Warum die Brücker trotzdem Kölner sind: Ganz einfach, sie haben im Karneval den längsten Veedelszug der Stadt. Mit der Stadtbahnlinie 1 ist Brück recht gut ans Kölner Zentrum angeschlossen. Die Mieten liegen hier um die zehn Euro und Bestandsimmobilien bei etwa über 3000 Euro je Quadratmeter im Mittel. Damit liegt Brück in etwa im Kölner Durchschnitt.

Rodenkirchen

Vom Fischerdorf zum Nobel-Stadtteil, so hat sich Rodenkirchen seit dem 13. Jahrhundert entwickelt. Die Rheinpromenade gilt als „kölsche Riviera“ und das Bootshaus „Alte Liebe“ als ein Wahrzeichen. In normalen Zeiten fließt das Kölsch hier üppig – das Gastro-Schiff zieht Gäste von weit her an. 2003 brannte es vollständig aus, wurde aber schnell  in alter Pracht wieder aufgebaut – „Alte Liebe“ vergeht nicht.

Die Kölner City ist mit den Stadtbahnlinien gut zu erreichen, aber die Rodenkirchener genügen sich durchaus selbst. Einzukaufen gibt es alles im Ortszentrum und ein geselliges Vereinsleben sorgt für Zusammenhalt. Zuzug in den Ort hielt sich jahrzehntelang in Grenzen. Man blieb gerne unter sich.

Das ändert sich derzeit schlagartig und das Gesicht des Stadtteils wird sich verändern, verjüngen und modernisieren. Im angrenzenden Sürther Feld wächst ein neues städtisches Quartier heran – mit Hunderten Wohnungen und Häuschen sowie einer neuen Schule. Darunter sind auch öffentlich geförderte Bauten. Und die Pläne für das „Waldwirtel“ an der Konrad-Adenauer-Straße weisen 272 Eigentumswohnungen im gehobenen Segment aus, die bis 2023 alle bezugsfertig sein sollen. Immobilienpreise und Mieten in Rodenkirchen bleiben hoch.

Kalk

Viel, viel länger als Nippes und Ehrenfeld hat Kalk noch das alte Schmuddel-Image angehaftet. Heute ist daraus ein hipper Shabby-Chic geworden.
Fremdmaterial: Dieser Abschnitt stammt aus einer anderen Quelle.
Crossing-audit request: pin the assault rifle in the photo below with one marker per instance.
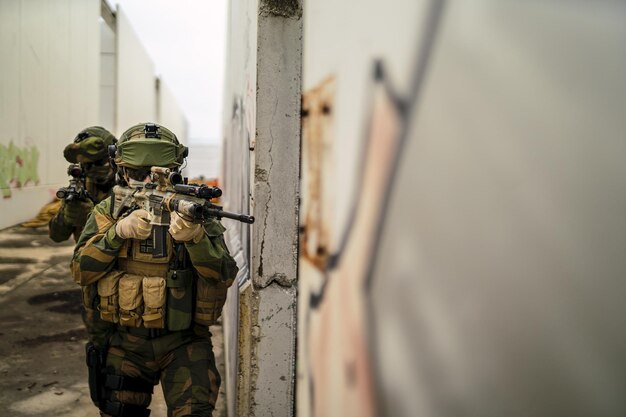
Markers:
(76, 190)
(166, 193)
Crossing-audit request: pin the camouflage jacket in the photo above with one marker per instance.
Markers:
(97, 253)
(60, 230)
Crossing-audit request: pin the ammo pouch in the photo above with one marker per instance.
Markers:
(154, 302)
(179, 299)
(108, 289)
(130, 300)
(210, 299)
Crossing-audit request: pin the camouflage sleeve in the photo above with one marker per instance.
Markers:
(97, 248)
(58, 230)
(210, 257)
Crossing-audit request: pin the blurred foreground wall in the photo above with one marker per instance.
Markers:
(50, 70)
(462, 217)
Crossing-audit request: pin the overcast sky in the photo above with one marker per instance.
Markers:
(186, 40)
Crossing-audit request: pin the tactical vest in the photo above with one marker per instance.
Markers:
(150, 292)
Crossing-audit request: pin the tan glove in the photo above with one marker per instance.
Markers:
(185, 231)
(134, 226)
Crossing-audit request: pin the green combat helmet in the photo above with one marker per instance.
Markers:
(147, 145)
(89, 146)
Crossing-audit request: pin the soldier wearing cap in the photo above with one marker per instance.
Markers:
(161, 307)
(90, 151)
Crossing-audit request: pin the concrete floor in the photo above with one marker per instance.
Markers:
(42, 365)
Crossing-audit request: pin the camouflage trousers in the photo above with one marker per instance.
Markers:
(182, 361)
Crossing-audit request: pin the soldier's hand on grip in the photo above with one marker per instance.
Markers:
(75, 212)
(185, 231)
(134, 226)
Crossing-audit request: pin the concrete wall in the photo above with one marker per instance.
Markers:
(48, 92)
(108, 76)
(136, 81)
(462, 209)
(261, 173)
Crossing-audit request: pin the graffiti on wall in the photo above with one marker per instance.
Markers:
(338, 373)
(18, 166)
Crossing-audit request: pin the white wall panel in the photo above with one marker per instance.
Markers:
(48, 92)
(136, 81)
(169, 113)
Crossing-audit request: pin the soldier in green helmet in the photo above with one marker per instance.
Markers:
(161, 307)
(89, 151)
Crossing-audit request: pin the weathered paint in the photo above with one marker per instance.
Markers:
(18, 166)
(472, 260)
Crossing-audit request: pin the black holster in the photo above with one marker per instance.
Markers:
(96, 362)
Düstere Siedlungen zwischen schmucken Neubauten, multikulturelle Vielfalt, Künstler-Ateliers und hippe Cafés – selbstverständlich vegan. Der jahrzehntelang durch Industrie geprägte Stadtteil ist auf dem Sprung, sich als urbanes Zentrum zu etablieren. „Kalk“ bedeutet auf Türkisch „steh auf!“ Und das Viertel scheint zu gehorchen.

Zuerst kamen die Künstler und Studenten, dann die Mittelschichtfamilien – schließlich die Investoren. So lässt sich die Gentrifizierung im Ort verkürzt darstellen. Die Kalker Hauptstraße ist die Venloer Straße im Rechtsrheinischen. Mit dabei ist die  Wohnungsbaugesellschaft GAG, die neue Projekte vorantreibt und sogar ihre Zentrale in den Stadtteil verlegt hat.
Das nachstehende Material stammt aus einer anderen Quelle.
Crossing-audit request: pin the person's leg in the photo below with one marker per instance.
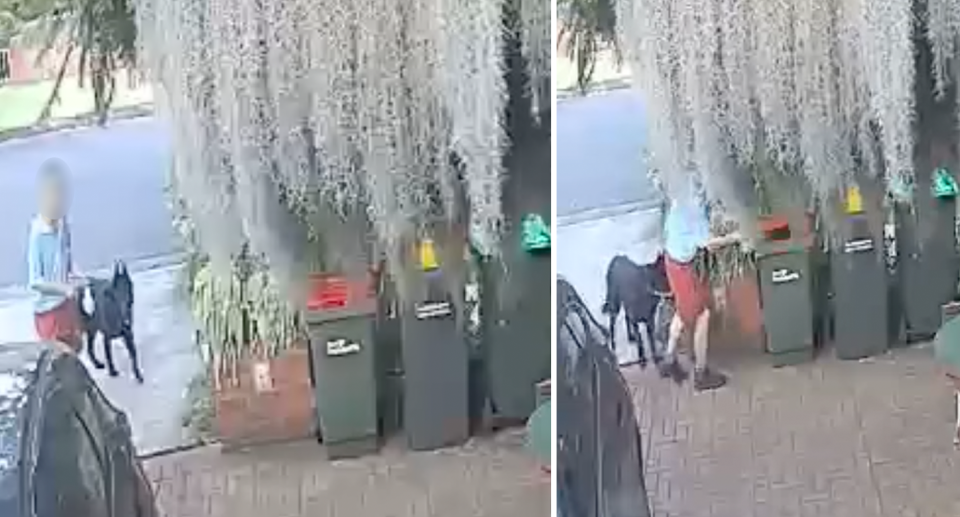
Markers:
(956, 434)
(701, 340)
(704, 378)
Die Experten von Kampmeyer hatten Kalk schon vor fünf Jahren als eines der spannendsten Kölner Viertel ausgemacht – für Investoren: 2100 Euro pro Quadratmeter kostete damals eine bestehende Eigentumswohnung im Durchschnitt. Heute sind es 2700 Euro. Für Kölner Verhältnisse noch immer recht moderat. Auch die Mieten für Altbauwohnungen sind mit weniger als 8,80 Euro pro Quadratmeter recht günstig.